Re: Need for a canonical byte stream for an RDF graph

I have sent a related member confidential message concerning this topic 
to patent-issues

http://lists.w3.org/Archives/Member/patent-issues/2011AprJun/0002.html

Please do not read that message if your organization prohibits you from 
doing so.
If in doubt about your organizational policy please refer to your AC rep.
(Although frankly, it is not worth the effort)

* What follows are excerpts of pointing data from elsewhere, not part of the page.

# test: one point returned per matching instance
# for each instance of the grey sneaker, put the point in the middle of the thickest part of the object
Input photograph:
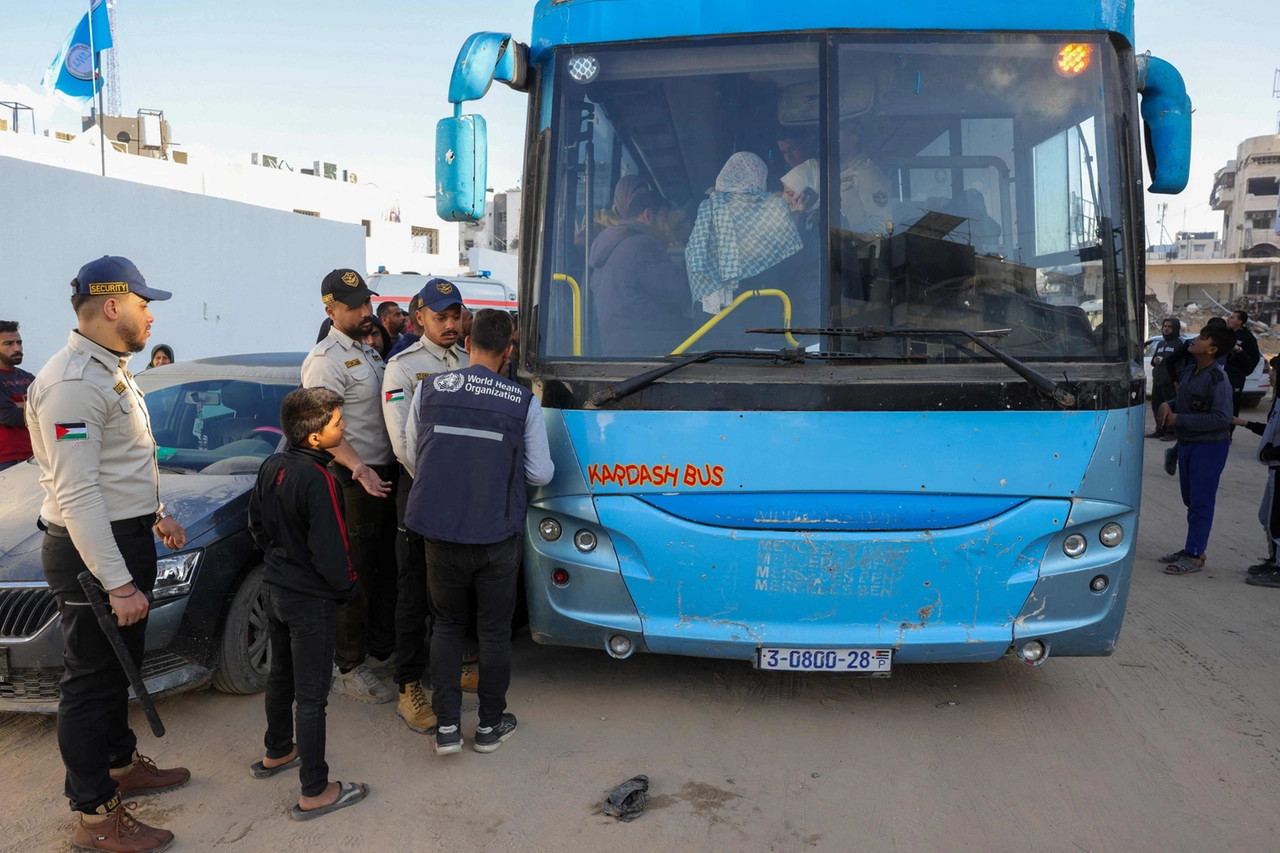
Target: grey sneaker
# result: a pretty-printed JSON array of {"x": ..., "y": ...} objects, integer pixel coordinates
[
  {"x": 489, "y": 738},
  {"x": 382, "y": 669},
  {"x": 362, "y": 685},
  {"x": 448, "y": 739}
]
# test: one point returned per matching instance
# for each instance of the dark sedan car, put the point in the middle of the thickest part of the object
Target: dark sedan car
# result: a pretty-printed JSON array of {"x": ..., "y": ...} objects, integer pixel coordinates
[{"x": 214, "y": 420}]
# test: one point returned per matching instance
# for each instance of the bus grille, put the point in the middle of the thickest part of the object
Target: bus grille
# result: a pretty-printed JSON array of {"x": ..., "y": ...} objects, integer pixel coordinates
[{"x": 23, "y": 611}]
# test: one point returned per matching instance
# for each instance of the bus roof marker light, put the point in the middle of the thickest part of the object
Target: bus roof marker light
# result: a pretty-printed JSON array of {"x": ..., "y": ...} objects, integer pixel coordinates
[
  {"x": 584, "y": 68},
  {"x": 1073, "y": 60}
]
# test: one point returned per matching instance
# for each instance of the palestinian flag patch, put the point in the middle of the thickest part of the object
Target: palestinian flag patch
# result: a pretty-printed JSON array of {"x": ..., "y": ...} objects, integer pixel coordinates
[{"x": 72, "y": 432}]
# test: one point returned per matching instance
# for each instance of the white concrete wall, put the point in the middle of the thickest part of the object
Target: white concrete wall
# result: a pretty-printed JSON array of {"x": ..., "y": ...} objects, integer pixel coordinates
[
  {"x": 388, "y": 245},
  {"x": 245, "y": 278}
]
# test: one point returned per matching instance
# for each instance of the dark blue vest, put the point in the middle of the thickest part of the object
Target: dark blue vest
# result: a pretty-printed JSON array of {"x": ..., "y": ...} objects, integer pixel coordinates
[{"x": 470, "y": 480}]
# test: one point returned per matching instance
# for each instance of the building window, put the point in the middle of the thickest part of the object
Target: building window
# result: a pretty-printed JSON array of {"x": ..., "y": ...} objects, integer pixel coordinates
[
  {"x": 425, "y": 240},
  {"x": 1264, "y": 187},
  {"x": 1265, "y": 219}
]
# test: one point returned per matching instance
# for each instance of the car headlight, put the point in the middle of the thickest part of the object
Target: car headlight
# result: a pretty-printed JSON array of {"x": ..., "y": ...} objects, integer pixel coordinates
[{"x": 176, "y": 574}]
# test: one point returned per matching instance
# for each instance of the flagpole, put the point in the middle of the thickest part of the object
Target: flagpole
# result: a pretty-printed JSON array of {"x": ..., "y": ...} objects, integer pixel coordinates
[{"x": 97, "y": 91}]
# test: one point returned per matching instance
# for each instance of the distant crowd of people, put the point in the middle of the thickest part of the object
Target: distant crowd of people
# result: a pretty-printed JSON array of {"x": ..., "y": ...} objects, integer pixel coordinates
[{"x": 1196, "y": 393}]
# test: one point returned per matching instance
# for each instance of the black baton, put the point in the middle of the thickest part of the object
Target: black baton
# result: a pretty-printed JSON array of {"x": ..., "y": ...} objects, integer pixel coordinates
[{"x": 106, "y": 619}]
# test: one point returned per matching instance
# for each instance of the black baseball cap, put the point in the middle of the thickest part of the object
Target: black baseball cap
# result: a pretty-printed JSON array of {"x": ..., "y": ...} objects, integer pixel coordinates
[
  {"x": 346, "y": 286},
  {"x": 439, "y": 293},
  {"x": 112, "y": 276}
]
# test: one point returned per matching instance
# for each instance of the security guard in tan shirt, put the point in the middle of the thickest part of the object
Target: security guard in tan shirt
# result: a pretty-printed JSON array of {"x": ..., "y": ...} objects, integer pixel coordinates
[
  {"x": 365, "y": 466},
  {"x": 438, "y": 311},
  {"x": 864, "y": 190},
  {"x": 91, "y": 436}
]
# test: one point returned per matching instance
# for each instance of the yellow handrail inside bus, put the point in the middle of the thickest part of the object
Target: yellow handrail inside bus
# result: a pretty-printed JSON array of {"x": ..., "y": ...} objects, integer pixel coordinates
[
  {"x": 577, "y": 310},
  {"x": 711, "y": 323}
]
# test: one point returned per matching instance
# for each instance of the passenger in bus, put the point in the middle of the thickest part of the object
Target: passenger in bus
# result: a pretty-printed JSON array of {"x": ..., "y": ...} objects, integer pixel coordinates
[
  {"x": 640, "y": 295},
  {"x": 979, "y": 229},
  {"x": 801, "y": 190},
  {"x": 864, "y": 191},
  {"x": 794, "y": 147},
  {"x": 741, "y": 231}
]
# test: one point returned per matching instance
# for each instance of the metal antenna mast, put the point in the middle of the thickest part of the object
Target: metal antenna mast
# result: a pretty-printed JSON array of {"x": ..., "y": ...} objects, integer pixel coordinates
[{"x": 112, "y": 65}]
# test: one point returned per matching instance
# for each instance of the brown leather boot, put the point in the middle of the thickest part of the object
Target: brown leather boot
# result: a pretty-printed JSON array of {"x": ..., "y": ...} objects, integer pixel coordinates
[
  {"x": 120, "y": 833},
  {"x": 144, "y": 778}
]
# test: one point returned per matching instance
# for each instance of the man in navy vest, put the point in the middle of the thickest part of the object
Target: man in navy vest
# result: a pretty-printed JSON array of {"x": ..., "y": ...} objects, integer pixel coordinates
[{"x": 472, "y": 527}]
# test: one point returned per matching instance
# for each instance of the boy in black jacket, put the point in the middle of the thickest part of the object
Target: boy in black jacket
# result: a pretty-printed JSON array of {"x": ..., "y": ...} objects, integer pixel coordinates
[{"x": 296, "y": 516}]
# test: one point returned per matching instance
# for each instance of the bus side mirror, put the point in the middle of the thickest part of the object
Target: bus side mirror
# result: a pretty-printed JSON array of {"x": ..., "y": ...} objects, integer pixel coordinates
[
  {"x": 461, "y": 168},
  {"x": 1166, "y": 112},
  {"x": 488, "y": 56},
  {"x": 462, "y": 142}
]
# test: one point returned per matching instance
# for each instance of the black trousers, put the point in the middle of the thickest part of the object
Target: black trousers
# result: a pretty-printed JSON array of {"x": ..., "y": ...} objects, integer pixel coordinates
[
  {"x": 412, "y": 602},
  {"x": 302, "y": 630},
  {"x": 94, "y": 733},
  {"x": 453, "y": 573},
  {"x": 366, "y": 624},
  {"x": 1160, "y": 395}
]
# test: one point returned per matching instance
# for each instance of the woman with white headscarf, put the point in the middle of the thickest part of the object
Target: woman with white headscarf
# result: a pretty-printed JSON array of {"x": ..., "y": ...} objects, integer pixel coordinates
[{"x": 740, "y": 232}]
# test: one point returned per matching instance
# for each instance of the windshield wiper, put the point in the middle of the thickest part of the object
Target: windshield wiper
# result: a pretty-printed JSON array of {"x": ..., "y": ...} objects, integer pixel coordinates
[
  {"x": 1036, "y": 378},
  {"x": 643, "y": 381},
  {"x": 778, "y": 356}
]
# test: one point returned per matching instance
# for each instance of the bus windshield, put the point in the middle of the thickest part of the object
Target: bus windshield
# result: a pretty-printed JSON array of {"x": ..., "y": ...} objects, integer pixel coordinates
[{"x": 700, "y": 191}]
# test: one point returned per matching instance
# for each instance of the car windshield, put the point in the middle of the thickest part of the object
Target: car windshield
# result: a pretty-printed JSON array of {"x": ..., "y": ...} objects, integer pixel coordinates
[
  {"x": 215, "y": 425},
  {"x": 702, "y": 190}
]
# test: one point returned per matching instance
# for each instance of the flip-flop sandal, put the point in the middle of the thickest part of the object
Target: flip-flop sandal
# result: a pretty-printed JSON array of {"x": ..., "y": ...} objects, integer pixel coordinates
[
  {"x": 348, "y": 794},
  {"x": 263, "y": 771},
  {"x": 1185, "y": 566}
]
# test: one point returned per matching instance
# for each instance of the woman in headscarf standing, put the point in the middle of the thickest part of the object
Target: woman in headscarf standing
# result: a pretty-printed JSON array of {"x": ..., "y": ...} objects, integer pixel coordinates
[
  {"x": 740, "y": 242},
  {"x": 741, "y": 231},
  {"x": 161, "y": 354}
]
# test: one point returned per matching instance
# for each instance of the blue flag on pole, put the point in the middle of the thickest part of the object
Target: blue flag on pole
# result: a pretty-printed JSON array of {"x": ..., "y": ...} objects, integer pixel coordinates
[{"x": 71, "y": 76}]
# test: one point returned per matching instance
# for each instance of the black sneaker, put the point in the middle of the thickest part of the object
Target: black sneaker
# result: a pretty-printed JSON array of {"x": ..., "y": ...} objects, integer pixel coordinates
[
  {"x": 448, "y": 739},
  {"x": 1265, "y": 579},
  {"x": 489, "y": 738}
]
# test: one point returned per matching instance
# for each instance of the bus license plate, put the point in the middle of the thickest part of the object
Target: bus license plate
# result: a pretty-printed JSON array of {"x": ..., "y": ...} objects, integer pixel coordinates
[{"x": 826, "y": 660}]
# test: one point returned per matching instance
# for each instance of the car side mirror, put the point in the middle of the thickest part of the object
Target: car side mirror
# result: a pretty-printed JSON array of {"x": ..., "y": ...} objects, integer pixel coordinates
[
  {"x": 1166, "y": 113},
  {"x": 461, "y": 168}
]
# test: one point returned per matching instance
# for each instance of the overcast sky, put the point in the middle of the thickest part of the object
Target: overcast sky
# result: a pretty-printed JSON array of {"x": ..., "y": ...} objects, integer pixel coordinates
[{"x": 362, "y": 83}]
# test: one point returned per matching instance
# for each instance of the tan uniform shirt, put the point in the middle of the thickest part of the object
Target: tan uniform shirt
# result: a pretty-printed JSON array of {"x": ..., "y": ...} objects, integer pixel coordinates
[
  {"x": 864, "y": 196},
  {"x": 91, "y": 436},
  {"x": 355, "y": 370},
  {"x": 407, "y": 368}
]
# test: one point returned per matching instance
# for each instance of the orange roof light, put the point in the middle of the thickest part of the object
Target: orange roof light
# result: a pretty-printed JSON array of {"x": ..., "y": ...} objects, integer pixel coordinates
[{"x": 1073, "y": 59}]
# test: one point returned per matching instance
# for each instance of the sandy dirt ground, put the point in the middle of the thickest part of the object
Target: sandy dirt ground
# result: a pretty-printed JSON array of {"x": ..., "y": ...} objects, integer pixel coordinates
[{"x": 1170, "y": 746}]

Please also do not follow up on the content of that message on this list 
or any other technically focused list of the W3C (including 
member-rdf-wg), out of respect to those participants whose organizations 
have such policies.

I am not sure where discussion of such matters is permitted; I am sure 
the chairs will advise if they believe discussion is necessary.
I am also quite happy to follow up to private e-mails etc.

Jeremy


On 6/23/2011 4:39 PM, Gavin Carothers wrote:
> One of the commonly mentioned uses cases for named graphs and graph
> literals is their use with digital signatures. At the moment signing
> an RDF graph is impossible. Today applications and systems can sign
> serializations of an RDF graph. However, there are issues with all of
> those serializations, and the whole notion of signing the serialized
> form. For example as we know a given RDF graph can be serialized into
> a huge number of equivalent RDF/XML files. We also know that RDF/XML
> can't represent all RDF graphs. If we leave the creation of a
> canonical form up to each serialization we are likely to end up with a
> large number of canonicalization methods. One for RDF/XML, one for
> Turtle, one for JSON-LD, one for RDF-JSON, etc. If we look at RDFa,
> the situation gets really strange. What the heck do you sign? The
> whole HTML, what if you just want to sign the data?
>
> It seems that creating a standard canonical byte stream based on an
> abstract syntax graph would be very useful. It also seems reasonably
> easy. The simplest naive approach of sorting N-Triples works
> reasonably well. Until that is you encounter our good old friend Blank
> Nodes. Happily the majority of the work needed to address blank nodes
> can be found in Jeremy Carroll's paper "Signing RDF Graphs"
> http://www.hpl.hp.com/techreports/2003/HPL-2003-142.html from back in
> 2003.
>
> What follows is a simple summary of the method in "Signing RDF Graphs
> 2003". Please read the paper for all the gory details. Basically, we
> sort the triples in lexicographic order, ignoring blank nodes. There
> are some remaining issues with different triples that are identical
> when ignoring blank nodes. It is usually possible to number the blank
> nodes in document order (in the output document), to break these ties.
> There are cases for which it is not possible to make such a
> tie-breaking numbering. These cases can be resolved before saving the
> document by modifying the graph by explicitly and nondeterministically
> adding formally meaningless triples. Output it all as N-Triples. This
> process is always O(n log (n)), there are also a number of possible
> optimizations mentioned in the paper.
>
> The nondeterministic nature of the process isn't great. Happily lots
> and lots of real world RDF graphs will never get to the
> nondeterministic step. In fact it would be perfectly reasonable for a
> system or application present giant red flashing lights when
> publishing such data.
>
> There is also a bit of an issue in that at the moment the paper
> defines the canonical graph as after deleting all non-distinctive
> triples the first occurrence of each blank node identifier appear in
> numeric order starting at 1 without gaps. It is possible to make sure
> that the blank node labels stay consistent as well.
>
> There are other non-signing uses. By using a line oriented canonical
> form existing version control and differencing tools will work right
> out of the box. A normal unified diff is suddenly useful not just for
> code, but for data.
>
> Welcome further discussion and feedback, specifically from people
> looking at implementing canonicalization in a specific serialization,
> and if this can meet your use cases.
>
> Cheers,
> Gavin
>
> PS. House keeping, the addition of a semantics free predicate may mean
> reopening ISSUE-56.
>

Received on Thursday, 23 June 2011 23:49:49 UTC